JAKARTA, Possore.com– Wakil rakyat dari Dapil IV Provinsi Jawa Tengah Hamid Noor Yasin mengajak anggota DPR RI 2019-2024 bersinergi untuk mencari solusi mengatasi wabah virus Corona (Covid-19) segera selesai. Salah satu upaya keseriusan penanganan wabah ini dengan cara fokus mengerahkan segala sumber daya baik tenaga maupun anggaran.

Karena itu, anggota Komisi IV DPR RI yang membidangi pertanian dan perkebunan ini minta hal-hal yang bisa ditangguhkan agar diundur. Diundur maksudnya bukan dibatalkan. Dia mencontohkan, salah satunya adalah pembahasan Omnibus Law Cipta Kerja yang masih memungkinkan dapat diundur setelah wabah ini selesai ditangani.
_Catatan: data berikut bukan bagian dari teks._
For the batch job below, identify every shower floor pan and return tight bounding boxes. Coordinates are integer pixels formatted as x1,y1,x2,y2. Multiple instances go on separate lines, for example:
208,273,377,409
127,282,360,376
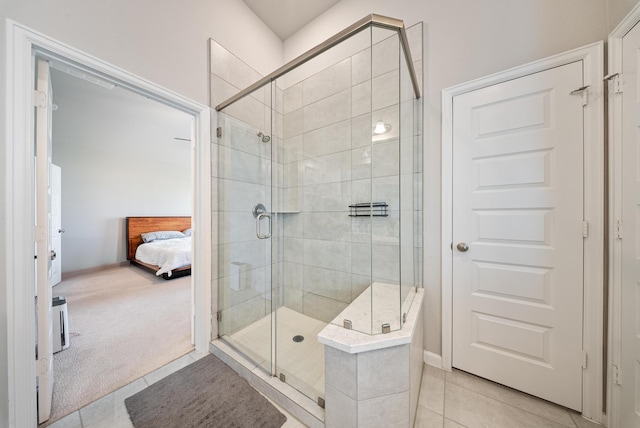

“Saya harapkan pembahasan produk legislasi seperti Omnibus Law Cipta Kerja tidak dibahas pada masa sidang ini. Virus Corona tengah mewabah di Indonesia dan telah ditetapkan Presiden sebagai bencana nasional. DPR RI merupakan lembaga vital, yang akan mampu memberi kontribusi dan sinergi untuk mencari solusi agar bencana cepat selesai,” ungkap
Hamid dalam keterangan pers yang diterima awak media, Jumat (17/4).

Laki-laki kelahiran Pacitan, Jawa Timur, 27 Mei 1969 itu mengungkapkan, secara prosedural setiap pembahasan undang-undang apalagi strategis, harus ada partisipasi masyarakat dalam pembahasannya. “Partisipasi saran dan masukan masyarakat sangat kita perlukan dalam pembahasan Omnibus Law Cipta Kerja ini. Organisasi masyarakat sipil lainnya akan menjadi bagian pemberi masukan dan merumuskan, sehingga layak untuk diundang dalam rapat-rapat dengar pendapat,” jelas Hamid.

Dikatakan Hamid, bila penanganan Covid-19 sudah tuntas, DPR tentu bakal fokus menjalankan fungsinya. Dengan adanya ketenangan dipastikan bakal meningkatkan konsentrasi semua pihak sehingga pembahasan Omnibus Law Cipta Kerja menjadi produk yang berkualitas.

Alasan utama mengapa harus fokus penanganan Covid-19 ini, sambung Hamid yang juga anggota Badan Urusan Rumah Tangga (BURT) DPR ini, untuk mendukung kinerja Pemerintah yang memiliki dua agenda utama dalam prioritas penaganan wabah yakni kesehatan dan pangan. Dua agenda prioritas ini sejalan dengan kebutuhan masyarakat yakni pangan dan Alat Pelindung Diri (APD) bagi tim medis.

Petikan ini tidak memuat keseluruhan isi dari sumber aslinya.